La puerta del tren se cerró al fin y el zumbido llenó nuevamente el aire. Unos filamentos oscuros avanzaron por la abertura del túnel, entrelazándose como imágenes salteadas de una araña construyendo su tela. A continuación, unas capas ondulantes rodaron sobre ellos hasta cubrir por completo el hueco.

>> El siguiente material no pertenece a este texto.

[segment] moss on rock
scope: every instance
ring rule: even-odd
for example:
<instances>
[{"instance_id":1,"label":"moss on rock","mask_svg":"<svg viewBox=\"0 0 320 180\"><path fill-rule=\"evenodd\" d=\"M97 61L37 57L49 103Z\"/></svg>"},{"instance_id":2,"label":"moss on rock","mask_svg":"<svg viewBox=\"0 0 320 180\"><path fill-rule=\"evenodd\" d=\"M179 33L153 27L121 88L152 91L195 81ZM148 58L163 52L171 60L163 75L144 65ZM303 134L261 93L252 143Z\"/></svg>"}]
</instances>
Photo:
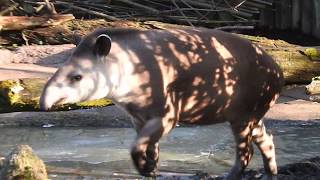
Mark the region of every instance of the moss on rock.
<instances>
[{"instance_id":1,"label":"moss on rock","mask_svg":"<svg viewBox=\"0 0 320 180\"><path fill-rule=\"evenodd\" d=\"M47 79L18 79L0 81L0 113L38 111L39 99ZM102 107L112 104L109 99L98 99L54 107L54 110L70 110Z\"/></svg>"},{"instance_id":2,"label":"moss on rock","mask_svg":"<svg viewBox=\"0 0 320 180\"><path fill-rule=\"evenodd\" d=\"M318 60L320 58L320 52L316 48L306 48L304 53L309 56L312 60Z\"/></svg>"}]
</instances>

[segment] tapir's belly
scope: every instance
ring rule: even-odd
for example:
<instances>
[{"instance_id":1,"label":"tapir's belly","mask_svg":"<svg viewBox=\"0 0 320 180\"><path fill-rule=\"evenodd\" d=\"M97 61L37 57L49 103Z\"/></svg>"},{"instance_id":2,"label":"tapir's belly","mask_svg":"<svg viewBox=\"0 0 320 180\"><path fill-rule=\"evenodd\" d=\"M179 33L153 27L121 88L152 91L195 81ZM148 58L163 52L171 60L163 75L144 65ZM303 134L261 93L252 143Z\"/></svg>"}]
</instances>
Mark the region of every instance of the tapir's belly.
<instances>
[{"instance_id":1,"label":"tapir's belly","mask_svg":"<svg viewBox=\"0 0 320 180\"><path fill-rule=\"evenodd\" d=\"M277 77L260 72L250 75L234 75L237 81L203 77L202 82L181 80L167 88L169 112L176 121L196 124L212 124L224 121L260 119L270 107L270 102L280 91ZM231 74L230 74L230 77ZM207 84L206 84L207 82ZM169 100L168 100L169 99Z\"/></svg>"},{"instance_id":2,"label":"tapir's belly","mask_svg":"<svg viewBox=\"0 0 320 180\"><path fill-rule=\"evenodd\" d=\"M176 103L178 105L172 105L172 110L178 112L175 117L176 121L192 124L227 121L232 109L236 106L232 98L226 95L210 96L205 94L207 93L184 97L179 100L179 103Z\"/></svg>"}]
</instances>

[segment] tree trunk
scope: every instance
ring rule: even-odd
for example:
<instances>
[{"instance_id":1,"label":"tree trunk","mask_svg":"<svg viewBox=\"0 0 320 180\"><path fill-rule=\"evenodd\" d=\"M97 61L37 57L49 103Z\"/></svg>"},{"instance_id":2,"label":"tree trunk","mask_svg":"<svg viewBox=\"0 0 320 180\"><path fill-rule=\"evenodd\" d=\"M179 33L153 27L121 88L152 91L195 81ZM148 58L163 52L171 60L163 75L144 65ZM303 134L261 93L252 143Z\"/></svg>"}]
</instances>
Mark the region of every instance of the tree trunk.
<instances>
[{"instance_id":1,"label":"tree trunk","mask_svg":"<svg viewBox=\"0 0 320 180\"><path fill-rule=\"evenodd\" d=\"M302 47L282 40L241 35L262 47L281 67L286 83L309 83L320 75L320 47Z\"/></svg>"},{"instance_id":2,"label":"tree trunk","mask_svg":"<svg viewBox=\"0 0 320 180\"><path fill-rule=\"evenodd\" d=\"M47 17L0 16L0 31L53 26L72 19L74 19L72 14L52 15Z\"/></svg>"}]
</instances>

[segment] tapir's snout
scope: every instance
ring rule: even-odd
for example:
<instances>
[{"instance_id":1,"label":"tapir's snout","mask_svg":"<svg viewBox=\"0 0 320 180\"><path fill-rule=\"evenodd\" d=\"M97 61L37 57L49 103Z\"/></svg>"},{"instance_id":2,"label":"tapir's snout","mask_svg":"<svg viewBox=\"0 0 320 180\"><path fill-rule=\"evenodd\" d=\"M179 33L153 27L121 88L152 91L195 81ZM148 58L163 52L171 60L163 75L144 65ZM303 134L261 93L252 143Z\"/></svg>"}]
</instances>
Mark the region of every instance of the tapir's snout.
<instances>
[{"instance_id":1,"label":"tapir's snout","mask_svg":"<svg viewBox=\"0 0 320 180\"><path fill-rule=\"evenodd\" d=\"M54 87L45 87L40 97L40 110L48 111L55 104L61 104L65 98L60 94L61 91L56 90Z\"/></svg>"},{"instance_id":2,"label":"tapir's snout","mask_svg":"<svg viewBox=\"0 0 320 180\"><path fill-rule=\"evenodd\" d=\"M49 105L48 103L45 102L43 98L40 98L40 110L41 111L48 111L52 105Z\"/></svg>"}]
</instances>

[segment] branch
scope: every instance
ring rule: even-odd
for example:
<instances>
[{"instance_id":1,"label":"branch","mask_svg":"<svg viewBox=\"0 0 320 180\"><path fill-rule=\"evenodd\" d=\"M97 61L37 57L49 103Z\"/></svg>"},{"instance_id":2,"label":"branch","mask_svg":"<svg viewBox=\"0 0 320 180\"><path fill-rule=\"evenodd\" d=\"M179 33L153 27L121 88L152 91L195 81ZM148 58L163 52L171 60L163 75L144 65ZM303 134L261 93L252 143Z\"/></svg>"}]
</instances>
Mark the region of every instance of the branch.
<instances>
[{"instance_id":1,"label":"branch","mask_svg":"<svg viewBox=\"0 0 320 180\"><path fill-rule=\"evenodd\" d=\"M116 17L110 16L110 15L107 15L107 14L104 14L104 13L101 13L101 12L85 9L85 8L82 8L82 7L79 7L79 6L75 6L75 5L71 4L71 3L57 1L56 4L60 4L60 5L72 8L72 9L80 10L80 11L83 11L83 12L86 12L86 13L89 13L89 14L92 14L92 15L95 15L95 16L99 16L99 17L108 19L110 21L118 21L118 20L120 20L120 19L118 19Z\"/></svg>"},{"instance_id":2,"label":"branch","mask_svg":"<svg viewBox=\"0 0 320 180\"><path fill-rule=\"evenodd\" d=\"M176 6L176 8L179 10L180 14L185 18L186 22L191 26L194 27L193 24L189 21L189 19L186 17L186 15L183 13L183 11L180 10L179 6L177 5L175 0L171 0L171 2Z\"/></svg>"},{"instance_id":3,"label":"branch","mask_svg":"<svg viewBox=\"0 0 320 180\"><path fill-rule=\"evenodd\" d=\"M152 14L160 14L160 12L157 9L154 9L154 8L151 8L151 7L136 3L136 2L132 2L132 1L129 1L129 0L116 0L116 1L119 1L119 2L122 2L122 3L125 3L125 4L129 4L131 6L138 7L140 9L144 9L144 10L146 10L146 11L152 13Z\"/></svg>"},{"instance_id":4,"label":"branch","mask_svg":"<svg viewBox=\"0 0 320 180\"><path fill-rule=\"evenodd\" d=\"M0 31L53 26L72 19L74 19L72 14L53 15L48 17L0 16Z\"/></svg>"}]
</instances>

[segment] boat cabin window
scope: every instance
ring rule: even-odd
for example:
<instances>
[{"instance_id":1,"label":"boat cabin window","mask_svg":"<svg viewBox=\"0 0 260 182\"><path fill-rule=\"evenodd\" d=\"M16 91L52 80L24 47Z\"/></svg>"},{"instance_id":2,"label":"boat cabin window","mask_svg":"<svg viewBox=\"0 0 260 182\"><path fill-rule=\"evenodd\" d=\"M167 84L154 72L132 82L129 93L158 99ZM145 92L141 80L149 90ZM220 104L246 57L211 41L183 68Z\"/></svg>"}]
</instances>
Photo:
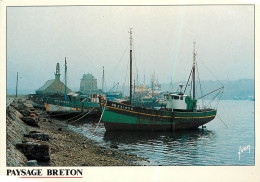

—Materia inteligente —susurró Miki.

Mientras Aya asentía, la superficie del túnel tembló una última vez antes de transformarse en una imitación perfecta de una pared de piedra. Las linternas se apagaron y la oscuridad se adueñó nuevamente del túnel.

—Vamos —susurró Miki, tirando de Aya hacia dentro. El tren se puso en marcha y el viento empezó a girar a su alrededor—. Pronto nos bajaremos y entonces podremos contárselo a las demás.

—Pero ¿quiénes eran esos tipos, Miki? —preguntó Aya.

—Querrás decir qué eran.

—Eso.

Agotada, tendida en la vibrante oscuridad, Aya trató de reproducir en su mente lo que acababa de ver. Necesitaba tiempo para pensar; necesitaba la interfaz de la ciudad. Y, sobre todo, necesitaba a Moggle.

Esa historia se había complicado mucho.